Almost everyone in our sample (96%) whom we asked about the effect of the young person’s race said that they do not take race into consideration when determining how to deal with a youth-related incident. The five respondents who did suggest that race was a minor or secondary factor referred to what might be called forms of “positive discrimination”. For example, in some places, there may be an alternative measures program that is dedicated to aboriginal youth. In that circumstance, they would take it into account and recommend the aboriginal youth be referred to this particular program. Another officer said that the living conditions of many aboriginal youth in her city were so terrible that she was not surprised that they got into trouble with the law, and she was therefore more inclined to “give a break” to an aboriginal youth than to a non-aboriginal. All five respondents who identified the youth’s race as a minor or secondary factor work in communities with a significant problem with serious property crime by youth.
Analysis of UCR2 data shows a large difference (19%) between the charge rates for apprehended aboriginal and non-aboriginal youth (Table V.16).

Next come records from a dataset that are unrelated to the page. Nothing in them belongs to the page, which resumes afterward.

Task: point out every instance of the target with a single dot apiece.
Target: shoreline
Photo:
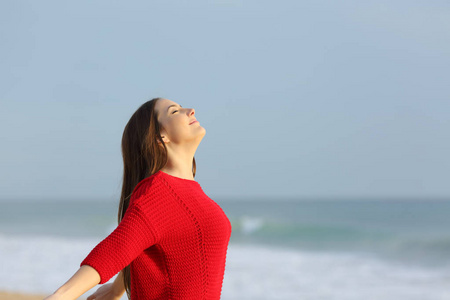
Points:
(15, 295)
(10, 295)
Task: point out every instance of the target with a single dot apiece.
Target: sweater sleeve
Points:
(131, 237)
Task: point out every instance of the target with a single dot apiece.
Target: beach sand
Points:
(4, 295)
(20, 296)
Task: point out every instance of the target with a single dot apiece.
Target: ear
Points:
(165, 140)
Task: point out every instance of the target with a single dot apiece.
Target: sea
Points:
(297, 249)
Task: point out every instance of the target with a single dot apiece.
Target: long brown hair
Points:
(142, 157)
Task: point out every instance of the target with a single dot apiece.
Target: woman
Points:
(172, 239)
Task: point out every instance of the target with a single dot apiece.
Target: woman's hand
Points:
(105, 292)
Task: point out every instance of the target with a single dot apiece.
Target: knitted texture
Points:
(173, 236)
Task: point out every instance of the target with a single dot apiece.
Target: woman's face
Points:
(175, 122)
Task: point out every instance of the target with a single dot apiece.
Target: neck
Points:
(179, 163)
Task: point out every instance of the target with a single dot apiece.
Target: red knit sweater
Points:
(175, 238)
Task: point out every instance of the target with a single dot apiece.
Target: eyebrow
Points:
(171, 106)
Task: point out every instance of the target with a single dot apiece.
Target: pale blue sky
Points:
(301, 99)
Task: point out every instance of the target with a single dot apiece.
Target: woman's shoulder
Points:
(151, 185)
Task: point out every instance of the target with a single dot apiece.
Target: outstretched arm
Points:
(82, 281)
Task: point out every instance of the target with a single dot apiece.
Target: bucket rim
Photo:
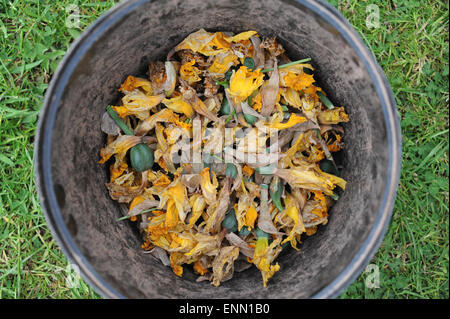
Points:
(42, 144)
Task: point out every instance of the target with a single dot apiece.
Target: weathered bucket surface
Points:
(77, 206)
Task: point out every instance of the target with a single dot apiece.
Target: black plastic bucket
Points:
(77, 206)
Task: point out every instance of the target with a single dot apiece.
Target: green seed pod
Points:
(230, 222)
(249, 63)
(141, 157)
(250, 119)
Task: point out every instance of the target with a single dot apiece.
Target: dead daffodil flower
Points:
(238, 160)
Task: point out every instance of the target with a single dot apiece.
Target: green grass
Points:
(411, 44)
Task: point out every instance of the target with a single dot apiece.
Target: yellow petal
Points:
(251, 217)
(293, 120)
(292, 97)
(298, 81)
(189, 72)
(177, 104)
(209, 189)
(244, 82)
(222, 63)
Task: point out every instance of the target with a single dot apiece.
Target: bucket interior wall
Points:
(148, 33)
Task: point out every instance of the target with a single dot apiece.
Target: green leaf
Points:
(6, 160)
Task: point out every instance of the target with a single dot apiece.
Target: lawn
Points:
(411, 45)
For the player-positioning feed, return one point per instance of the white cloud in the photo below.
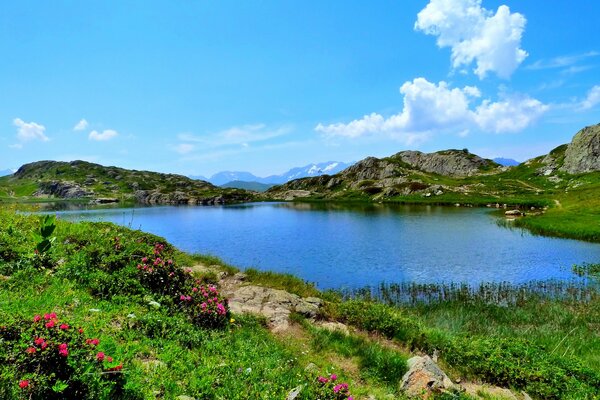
(476, 34)
(104, 135)
(430, 108)
(28, 131)
(561, 61)
(592, 99)
(184, 148)
(512, 114)
(236, 136)
(81, 125)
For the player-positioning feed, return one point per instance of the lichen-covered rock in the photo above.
(449, 162)
(424, 377)
(583, 154)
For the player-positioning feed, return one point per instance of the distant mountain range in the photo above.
(310, 170)
(506, 162)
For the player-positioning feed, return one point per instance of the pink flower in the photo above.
(62, 349)
(340, 387)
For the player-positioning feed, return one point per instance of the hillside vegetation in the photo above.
(84, 180)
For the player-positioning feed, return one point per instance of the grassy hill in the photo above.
(253, 186)
(84, 180)
(555, 201)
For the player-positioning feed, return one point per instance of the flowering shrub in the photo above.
(161, 275)
(330, 389)
(50, 359)
(206, 306)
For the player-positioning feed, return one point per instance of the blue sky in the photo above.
(197, 87)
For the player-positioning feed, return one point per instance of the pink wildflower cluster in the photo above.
(207, 307)
(159, 273)
(45, 351)
(52, 342)
(331, 390)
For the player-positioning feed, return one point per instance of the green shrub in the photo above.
(45, 358)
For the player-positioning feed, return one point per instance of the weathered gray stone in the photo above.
(424, 377)
(583, 154)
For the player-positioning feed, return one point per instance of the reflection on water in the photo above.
(353, 245)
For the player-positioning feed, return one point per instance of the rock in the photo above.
(583, 153)
(334, 326)
(274, 304)
(65, 190)
(307, 309)
(449, 162)
(424, 377)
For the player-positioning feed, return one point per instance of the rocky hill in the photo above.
(583, 154)
(84, 180)
(405, 173)
(455, 176)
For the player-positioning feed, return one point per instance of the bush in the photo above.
(206, 307)
(45, 358)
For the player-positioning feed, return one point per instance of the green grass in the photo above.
(548, 347)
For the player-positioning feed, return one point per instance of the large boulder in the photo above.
(583, 154)
(424, 378)
(448, 162)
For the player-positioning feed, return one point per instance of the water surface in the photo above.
(352, 246)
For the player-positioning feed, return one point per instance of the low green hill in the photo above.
(84, 180)
(253, 186)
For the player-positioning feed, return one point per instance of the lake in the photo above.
(350, 246)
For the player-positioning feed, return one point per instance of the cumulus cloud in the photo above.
(592, 99)
(103, 136)
(28, 131)
(236, 136)
(81, 125)
(562, 61)
(430, 108)
(184, 148)
(475, 34)
(512, 114)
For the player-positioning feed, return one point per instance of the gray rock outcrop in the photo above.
(449, 162)
(424, 377)
(583, 154)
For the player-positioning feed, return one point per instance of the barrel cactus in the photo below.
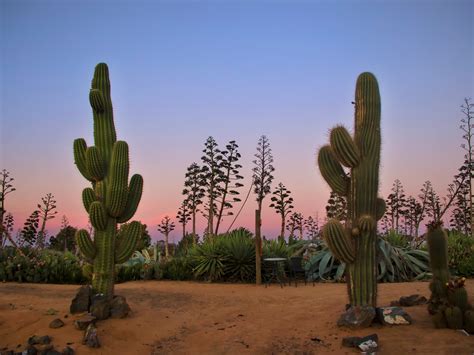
(355, 243)
(448, 303)
(112, 199)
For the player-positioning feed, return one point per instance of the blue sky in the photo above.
(182, 71)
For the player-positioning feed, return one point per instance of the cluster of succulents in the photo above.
(448, 303)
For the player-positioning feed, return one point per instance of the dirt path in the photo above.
(199, 318)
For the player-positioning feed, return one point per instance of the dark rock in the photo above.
(39, 340)
(82, 301)
(368, 346)
(355, 342)
(119, 307)
(100, 307)
(393, 316)
(357, 317)
(30, 350)
(44, 348)
(51, 352)
(91, 339)
(83, 322)
(57, 323)
(68, 351)
(408, 301)
(351, 342)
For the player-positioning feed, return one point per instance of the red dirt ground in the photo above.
(199, 318)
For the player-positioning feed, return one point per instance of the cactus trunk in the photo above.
(355, 244)
(112, 198)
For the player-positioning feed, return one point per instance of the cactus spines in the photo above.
(438, 250)
(338, 241)
(344, 147)
(80, 148)
(98, 216)
(332, 171)
(86, 245)
(454, 317)
(134, 196)
(448, 296)
(88, 196)
(439, 320)
(95, 164)
(362, 155)
(469, 321)
(380, 208)
(111, 199)
(457, 295)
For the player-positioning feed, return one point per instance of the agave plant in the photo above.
(210, 259)
(239, 249)
(394, 264)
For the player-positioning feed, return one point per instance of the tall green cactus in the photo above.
(112, 199)
(355, 243)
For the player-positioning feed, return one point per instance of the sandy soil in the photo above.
(199, 318)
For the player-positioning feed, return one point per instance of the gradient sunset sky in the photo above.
(185, 70)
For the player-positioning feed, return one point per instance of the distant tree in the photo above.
(65, 240)
(210, 178)
(467, 126)
(312, 227)
(194, 192)
(437, 209)
(228, 183)
(183, 216)
(433, 204)
(282, 202)
(6, 187)
(145, 240)
(396, 204)
(461, 214)
(28, 234)
(166, 227)
(295, 223)
(8, 223)
(262, 179)
(413, 214)
(336, 207)
(47, 211)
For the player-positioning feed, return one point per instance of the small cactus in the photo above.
(469, 321)
(111, 199)
(454, 317)
(448, 303)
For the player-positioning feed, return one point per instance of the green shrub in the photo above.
(397, 240)
(45, 266)
(239, 249)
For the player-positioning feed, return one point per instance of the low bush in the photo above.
(461, 254)
(45, 266)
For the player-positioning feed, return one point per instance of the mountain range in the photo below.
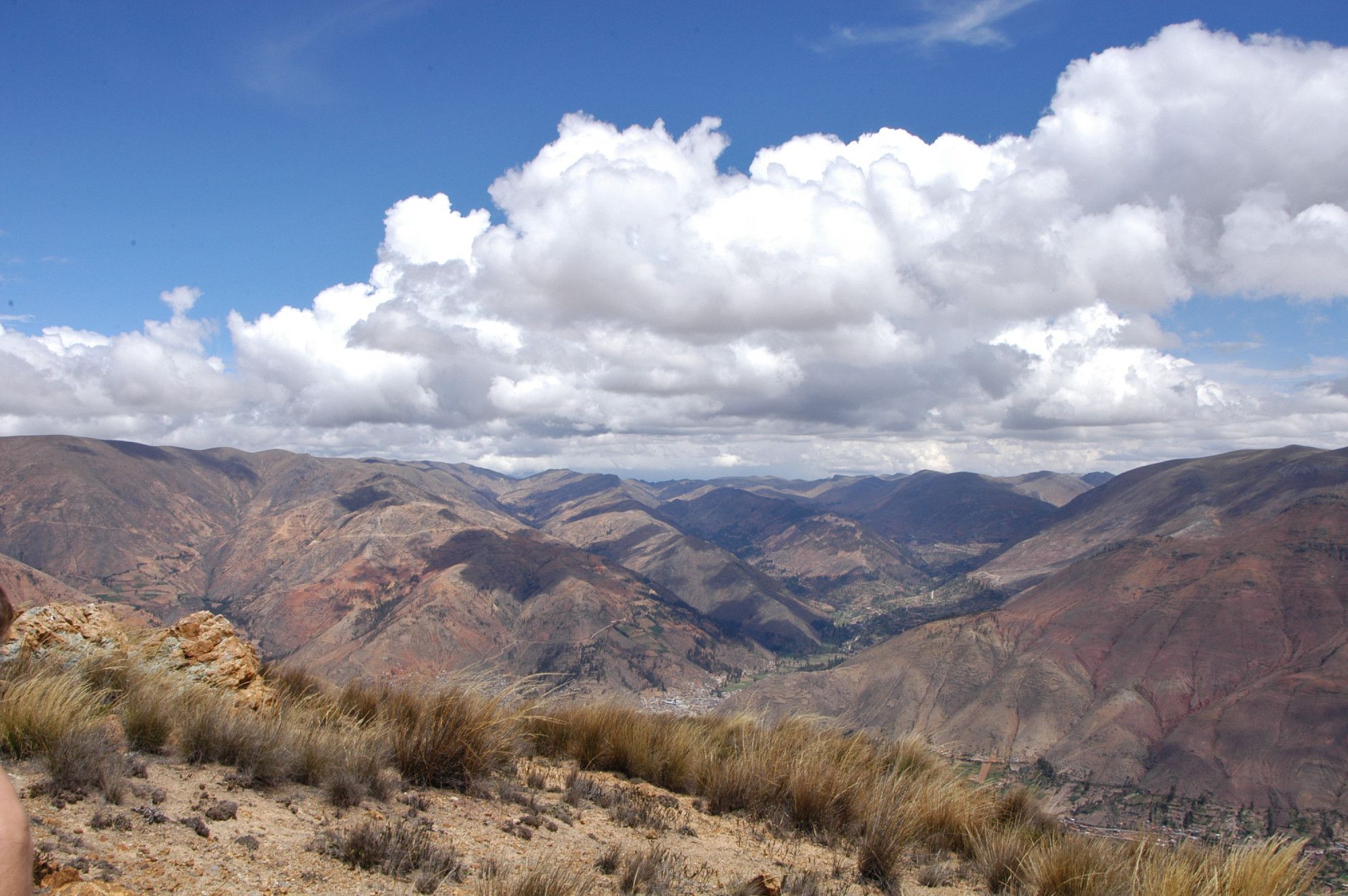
(1177, 629)
(377, 567)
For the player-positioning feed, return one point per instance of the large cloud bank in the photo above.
(877, 305)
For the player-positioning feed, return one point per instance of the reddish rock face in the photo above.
(1191, 638)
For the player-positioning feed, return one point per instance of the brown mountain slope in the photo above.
(1055, 488)
(615, 519)
(834, 560)
(353, 567)
(1210, 660)
(28, 587)
(1177, 498)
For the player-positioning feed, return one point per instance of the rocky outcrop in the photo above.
(203, 647)
(65, 627)
(207, 649)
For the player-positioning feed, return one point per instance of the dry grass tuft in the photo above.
(539, 881)
(398, 850)
(56, 715)
(454, 736)
(652, 871)
(1075, 866)
(297, 685)
(1272, 868)
(890, 801)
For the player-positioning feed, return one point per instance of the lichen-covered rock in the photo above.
(206, 647)
(65, 627)
(92, 889)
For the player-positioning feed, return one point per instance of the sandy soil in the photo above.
(712, 854)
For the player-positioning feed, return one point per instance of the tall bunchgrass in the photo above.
(51, 712)
(455, 736)
(889, 802)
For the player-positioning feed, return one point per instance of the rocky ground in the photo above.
(187, 829)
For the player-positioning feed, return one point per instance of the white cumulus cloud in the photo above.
(869, 305)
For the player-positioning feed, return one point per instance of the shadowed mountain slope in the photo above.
(1198, 642)
(355, 567)
(617, 521)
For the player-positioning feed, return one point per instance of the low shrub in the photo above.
(398, 850)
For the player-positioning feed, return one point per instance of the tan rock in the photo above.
(762, 885)
(92, 889)
(65, 627)
(207, 647)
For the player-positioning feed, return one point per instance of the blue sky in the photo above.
(251, 152)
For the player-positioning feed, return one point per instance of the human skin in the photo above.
(16, 840)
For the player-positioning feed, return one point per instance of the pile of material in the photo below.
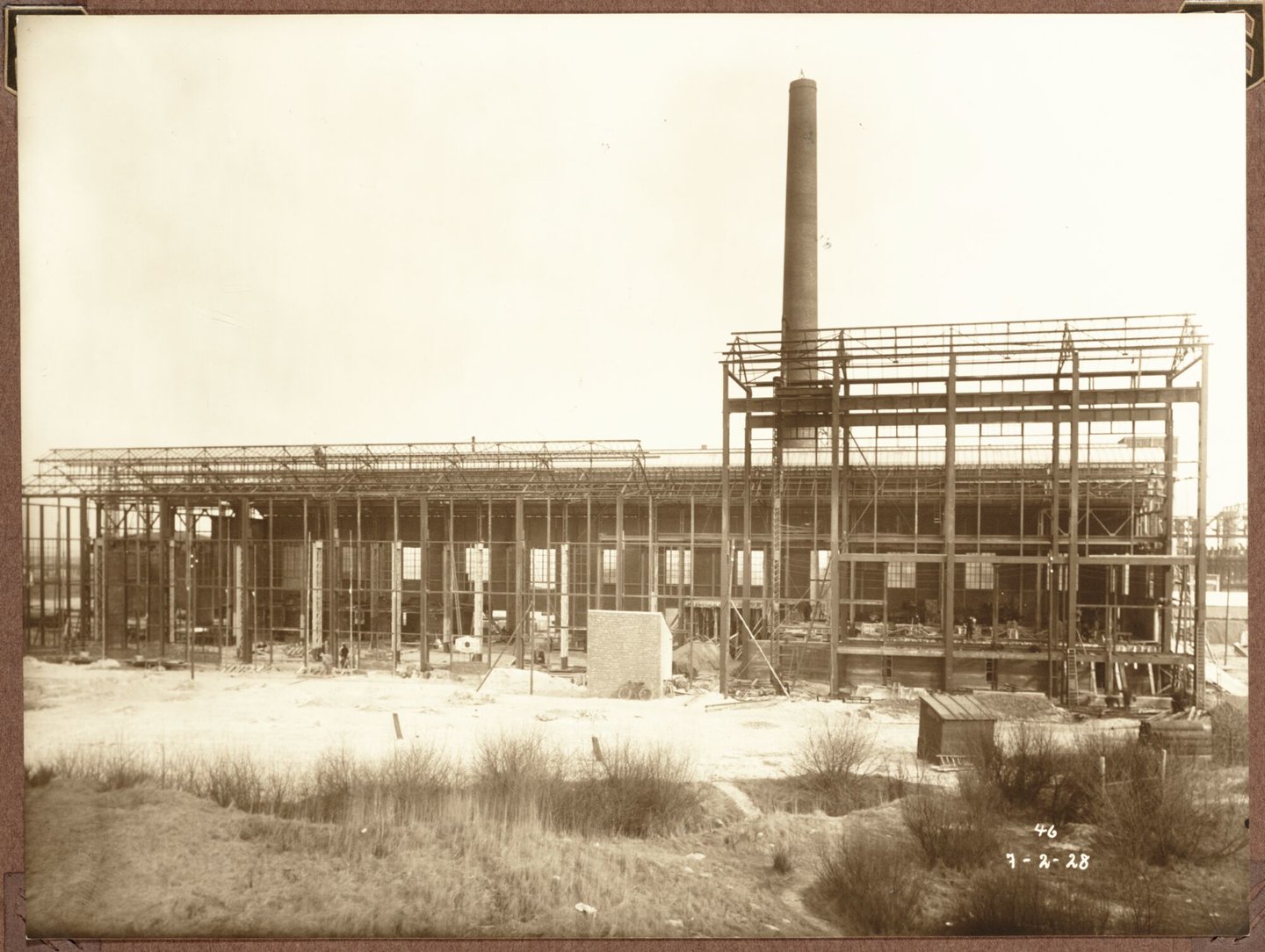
(1187, 733)
(698, 658)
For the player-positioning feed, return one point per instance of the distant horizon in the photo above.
(350, 230)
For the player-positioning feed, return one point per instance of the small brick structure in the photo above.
(627, 646)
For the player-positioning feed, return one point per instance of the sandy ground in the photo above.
(279, 717)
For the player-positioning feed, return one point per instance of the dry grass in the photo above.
(873, 883)
(1163, 819)
(465, 873)
(1230, 742)
(1005, 902)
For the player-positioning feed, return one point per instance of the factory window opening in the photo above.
(477, 564)
(677, 568)
(756, 566)
(544, 568)
(293, 566)
(979, 574)
(610, 568)
(411, 563)
(901, 574)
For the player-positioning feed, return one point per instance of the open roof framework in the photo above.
(873, 399)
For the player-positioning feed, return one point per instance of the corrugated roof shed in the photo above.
(957, 707)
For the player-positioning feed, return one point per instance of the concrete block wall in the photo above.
(627, 646)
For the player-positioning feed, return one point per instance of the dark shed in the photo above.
(953, 725)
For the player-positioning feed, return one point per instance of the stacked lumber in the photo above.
(1187, 733)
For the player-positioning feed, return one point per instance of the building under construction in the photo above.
(968, 506)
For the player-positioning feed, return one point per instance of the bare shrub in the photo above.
(873, 883)
(333, 780)
(831, 758)
(37, 776)
(408, 782)
(1003, 902)
(1021, 767)
(120, 768)
(514, 770)
(235, 780)
(951, 830)
(784, 860)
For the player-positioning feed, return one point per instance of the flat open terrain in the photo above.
(149, 862)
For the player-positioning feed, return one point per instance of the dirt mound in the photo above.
(514, 681)
(1020, 706)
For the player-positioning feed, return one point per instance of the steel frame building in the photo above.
(891, 476)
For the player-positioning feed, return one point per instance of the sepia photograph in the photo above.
(634, 476)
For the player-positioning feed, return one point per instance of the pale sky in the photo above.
(379, 229)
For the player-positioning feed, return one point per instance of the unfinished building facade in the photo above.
(980, 506)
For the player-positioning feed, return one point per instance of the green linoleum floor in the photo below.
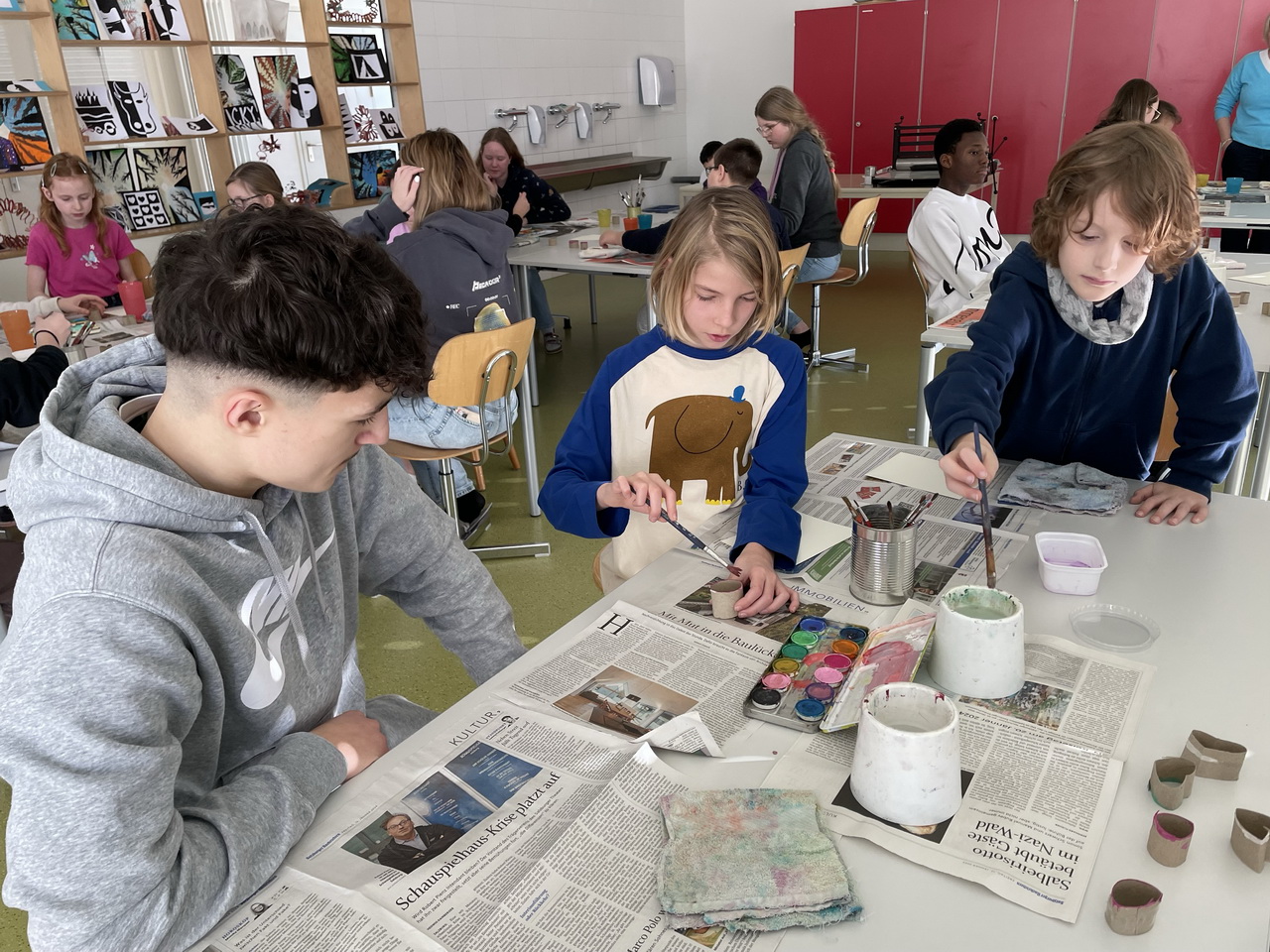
(881, 316)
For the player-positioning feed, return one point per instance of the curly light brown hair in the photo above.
(1150, 178)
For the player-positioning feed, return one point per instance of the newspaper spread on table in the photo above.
(1039, 772)
(539, 834)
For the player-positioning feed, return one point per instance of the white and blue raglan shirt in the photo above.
(721, 426)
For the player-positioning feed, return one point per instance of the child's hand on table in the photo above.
(1166, 502)
(765, 592)
(80, 303)
(642, 493)
(962, 468)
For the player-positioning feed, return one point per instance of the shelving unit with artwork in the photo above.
(167, 96)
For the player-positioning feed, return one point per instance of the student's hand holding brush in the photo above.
(962, 468)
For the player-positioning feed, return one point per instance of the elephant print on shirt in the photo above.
(701, 436)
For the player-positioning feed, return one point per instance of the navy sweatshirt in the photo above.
(1048, 394)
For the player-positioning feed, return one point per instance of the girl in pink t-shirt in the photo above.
(73, 246)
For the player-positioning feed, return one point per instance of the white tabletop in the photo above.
(1201, 584)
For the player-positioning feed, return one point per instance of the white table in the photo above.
(1199, 584)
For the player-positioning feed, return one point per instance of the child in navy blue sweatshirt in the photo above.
(701, 414)
(1086, 325)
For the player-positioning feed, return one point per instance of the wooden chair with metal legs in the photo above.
(856, 231)
(792, 263)
(475, 370)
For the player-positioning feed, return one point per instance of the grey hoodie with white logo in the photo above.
(171, 649)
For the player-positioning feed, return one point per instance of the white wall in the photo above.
(735, 51)
(475, 58)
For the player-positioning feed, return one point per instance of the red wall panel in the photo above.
(888, 85)
(1029, 77)
(1189, 67)
(956, 75)
(1110, 46)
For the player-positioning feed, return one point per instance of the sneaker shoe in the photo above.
(467, 530)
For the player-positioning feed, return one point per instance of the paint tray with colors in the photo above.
(889, 655)
(807, 674)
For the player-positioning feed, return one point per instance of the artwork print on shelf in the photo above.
(370, 172)
(75, 21)
(277, 75)
(113, 177)
(167, 172)
(145, 209)
(303, 103)
(132, 105)
(23, 136)
(241, 113)
(357, 59)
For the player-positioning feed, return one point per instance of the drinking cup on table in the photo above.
(134, 298)
(17, 330)
(978, 643)
(907, 765)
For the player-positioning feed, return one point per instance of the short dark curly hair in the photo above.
(287, 295)
(1150, 179)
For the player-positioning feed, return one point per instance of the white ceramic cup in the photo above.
(907, 766)
(978, 643)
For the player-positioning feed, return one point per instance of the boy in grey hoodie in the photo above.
(202, 511)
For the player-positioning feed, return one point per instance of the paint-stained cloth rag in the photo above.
(751, 860)
(1074, 488)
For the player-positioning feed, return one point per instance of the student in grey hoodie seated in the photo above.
(449, 236)
(202, 511)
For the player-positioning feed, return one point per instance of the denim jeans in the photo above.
(812, 270)
(539, 306)
(429, 424)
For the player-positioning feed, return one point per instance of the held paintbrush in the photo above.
(698, 543)
(987, 517)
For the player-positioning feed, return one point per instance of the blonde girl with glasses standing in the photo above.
(803, 190)
(73, 248)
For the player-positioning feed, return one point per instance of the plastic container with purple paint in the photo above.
(1071, 563)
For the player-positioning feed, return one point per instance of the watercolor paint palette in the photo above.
(803, 680)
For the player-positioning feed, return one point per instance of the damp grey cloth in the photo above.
(1074, 488)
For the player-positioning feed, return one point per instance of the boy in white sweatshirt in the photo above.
(953, 235)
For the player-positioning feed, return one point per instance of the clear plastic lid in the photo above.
(1114, 629)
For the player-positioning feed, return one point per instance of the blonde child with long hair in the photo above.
(73, 248)
(803, 189)
(448, 235)
(703, 413)
(1092, 322)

Some of this difference is due to related factors, but when these are controlled, apprehended aboriginal youth are still 12% more likely to be charged. It is possible that this substantial difference is due to other related factors which were not included in the statistical analysis, or it could be due to the race of the youth itself. Further analysis of this issue is warranted.
|Race||% charged||Adjusted % charged||N|
Source: UCR2 Survey, Trend Database.
According to the Canadian Centre for Justice Statistics, results based on the 'aboriginal status' variable in UCR 2 Survey must be interpreted with caution, for two reasons:
- (i) some police services which report to the UCR2 Survey do not report data for this variable; and
- (ii) the variable is coded as "unknown" for many individuals.